Chancellor announces plans to restrict salary sacrifice benefits.
In 2015 the government embarked on an evidence gathering exercise on the cost to the Exchequer of salary sacrifice schemes. In a consultation document which closed on 19 October 2016, the government revealed some concerns, including:
- the growth in popularity of schemes partly because of potential overall tax savings by employers. It quoted an increase of a third in PAYE clearance requests from employers for salary sacrifice arrangements between 2009/10 and 2014/15
- specific marketing of schemes as tax and NIC saving vehicles
- employees using such schemes being unaware of ‘side effects’ such as the potential reduction in the level of contributory benefits such as statutory maternity pay and Jobseeker’s Allowance, or in the level of occupational pensions which can be referenced to post salary sacrifice levels of remuneration
- salary sacrifice schemes might artificially increase the entitlement to tax credits or universal credit.
What has been announced?
In his Autumn Statement, the Chancellor said that the majority of employees were taxed on a cash salary, but that some who sacrificed part of their salary for benefits in kind paid less tax and national insurance, and the Treasury wanted to reduce the difference between the two.
This means that employees swapping salary for benefits will pay the same tax as the vast majority of individuals who buy them out of their post-tax net salary.
The government estimated the savings achieved by this measure would depend on the behavioural response by employers and employees – and whether or not employees decide to stop using salary sacrifice or employers decide to cease to operate salary sacrifice.

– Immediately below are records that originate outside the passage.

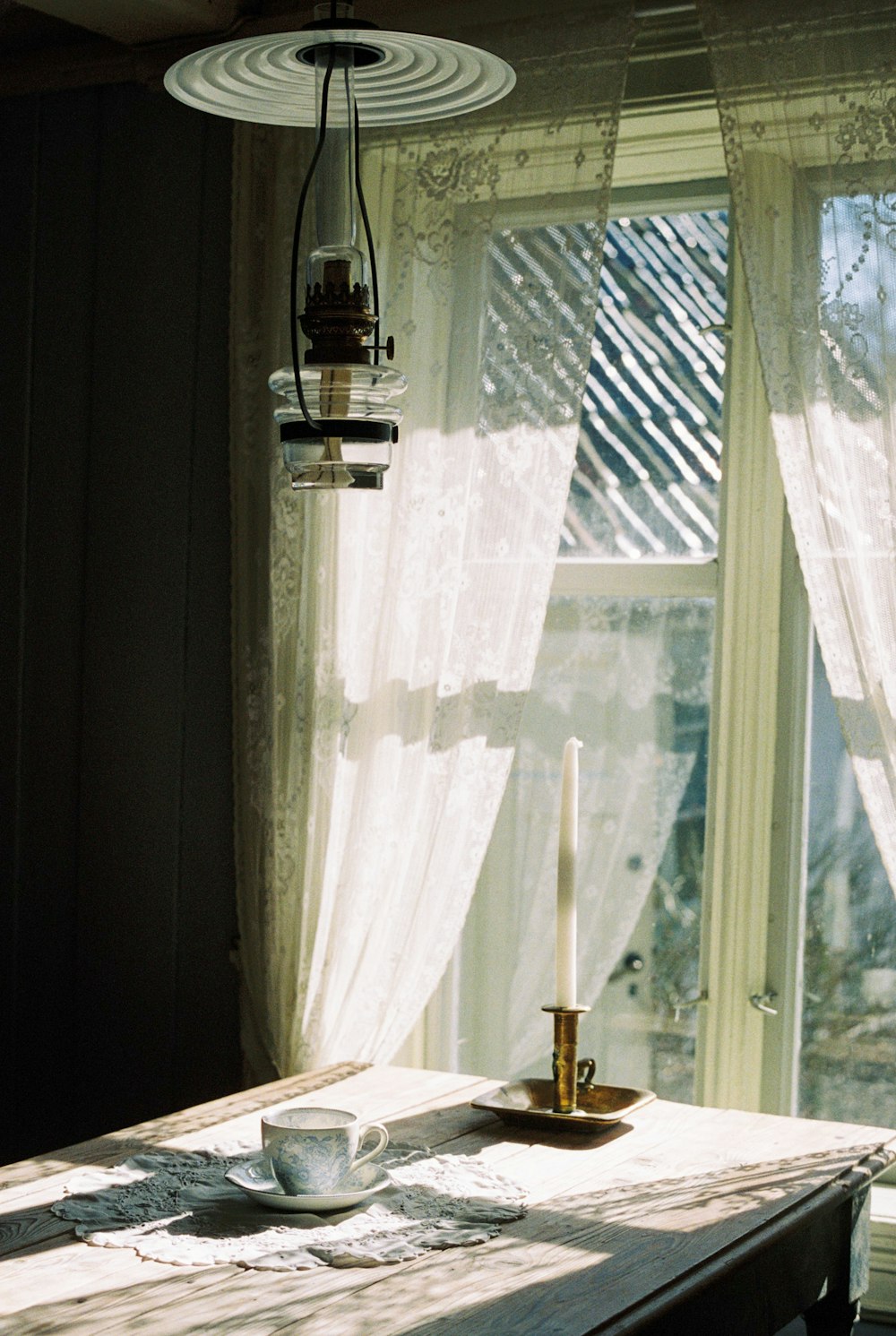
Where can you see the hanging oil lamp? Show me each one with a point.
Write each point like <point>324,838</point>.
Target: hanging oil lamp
<point>338,419</point>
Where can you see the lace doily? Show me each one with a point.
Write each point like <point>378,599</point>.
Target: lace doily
<point>177,1207</point>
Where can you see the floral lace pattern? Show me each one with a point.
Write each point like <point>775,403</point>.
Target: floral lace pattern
<point>177,1207</point>
<point>384,642</point>
<point>811,142</point>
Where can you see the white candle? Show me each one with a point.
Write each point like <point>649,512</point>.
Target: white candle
<point>566,876</point>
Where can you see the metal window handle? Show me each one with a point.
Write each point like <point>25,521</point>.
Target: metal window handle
<point>680,1004</point>
<point>762,1002</point>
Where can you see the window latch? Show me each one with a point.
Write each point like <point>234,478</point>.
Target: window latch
<point>762,1002</point>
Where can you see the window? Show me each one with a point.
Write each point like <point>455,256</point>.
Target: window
<point>725,895</point>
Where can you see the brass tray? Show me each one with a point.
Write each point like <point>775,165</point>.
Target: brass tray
<point>531,1102</point>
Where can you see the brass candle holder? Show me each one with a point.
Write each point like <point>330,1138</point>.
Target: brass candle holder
<point>572,1101</point>
<point>565,1060</point>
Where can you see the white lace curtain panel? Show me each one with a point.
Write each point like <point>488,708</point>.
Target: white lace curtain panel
<point>384,644</point>
<point>806,97</point>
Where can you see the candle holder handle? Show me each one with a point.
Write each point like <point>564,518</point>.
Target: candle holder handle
<point>565,1064</point>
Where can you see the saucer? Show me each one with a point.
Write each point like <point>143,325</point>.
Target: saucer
<point>258,1183</point>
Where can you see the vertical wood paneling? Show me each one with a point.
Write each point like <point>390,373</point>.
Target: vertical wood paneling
<point>54,561</point>
<point>115,465</point>
<point>18,166</point>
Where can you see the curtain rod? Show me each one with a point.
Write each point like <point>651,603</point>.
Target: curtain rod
<point>661,11</point>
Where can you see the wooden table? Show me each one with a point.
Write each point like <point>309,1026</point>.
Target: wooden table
<point>686,1220</point>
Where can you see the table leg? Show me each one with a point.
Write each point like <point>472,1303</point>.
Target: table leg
<point>831,1316</point>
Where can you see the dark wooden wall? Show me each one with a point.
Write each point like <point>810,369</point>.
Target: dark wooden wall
<point>117,1000</point>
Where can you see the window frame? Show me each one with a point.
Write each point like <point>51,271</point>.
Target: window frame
<point>751,938</point>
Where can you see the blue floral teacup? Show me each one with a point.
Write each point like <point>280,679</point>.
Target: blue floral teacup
<point>311,1151</point>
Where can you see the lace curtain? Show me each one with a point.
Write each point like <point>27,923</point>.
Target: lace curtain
<point>806,98</point>
<point>383,644</point>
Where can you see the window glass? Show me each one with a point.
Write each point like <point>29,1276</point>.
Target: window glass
<point>849,952</point>
<point>648,465</point>
<point>631,679</point>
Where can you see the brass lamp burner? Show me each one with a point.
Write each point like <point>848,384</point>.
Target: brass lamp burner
<point>337,318</point>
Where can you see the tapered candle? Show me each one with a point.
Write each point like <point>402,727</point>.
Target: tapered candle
<point>566,876</point>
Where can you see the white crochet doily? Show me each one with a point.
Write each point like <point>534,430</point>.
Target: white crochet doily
<point>177,1207</point>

There seems to have been limited research on the impact and any subsequent increase in costs on the public purse from employees ceasing the arrangements. Given these uncertainties, the government still calculated it would save £85m in 2017/18 through the restriction of salary sacrifice followed by savings of £235m per annum in the tax years from 2018/19 to 2020/21 and a saving of £260m in 2021/22 – a total saving of over £1bn by April 2022.
It is not clear just how many employees would be affected. Some estimates put the figure potentially in the millions.
Before panic sets in, general arrangements in place before April 2017 will be protected until April 2018, and arrangements for cars, accommodation and school fees will be protected until April 2021.
The original HMRC consultation closed on 19 October 2016. This stated certain benefits would be unaffected by the proposals as the government ‘wishes to encourage employers to provide these to employees’. These were:
- employer pension contributions
- employer-provided pension advice
- employer-supported childcare and provision of workplace nurseries
- cycles and cyclists’ safety equipment provided under the cycle to work scheme.
However, HMRC has now confirmed that the new rules will also not apply to salary sacrifice for low emission cars, defined as those with CO2 emissions of up to 75g/km.
What other benefits are likely to be affected?
Apart from the above details, the announcement did not give a clear list of all benefits which were affected. However, in the consultation there were references to other payments such as:
- medical insurance
- workplace car parking
- mobile phone contracts.
The government’s Autumn Statement summary refers to the measures covering ‘most’ schemes so we can only assume until clarification that there will be few benefits (apart from those listed earlier) that will escape the restrictions.
The Chancellor also announced that the government will consider how benefits in kind are valued for tax purposes, publishing a consultation on employer-provided living accommodation and a call for evidence on the valuation of all other benefits in kind at Budget 2017.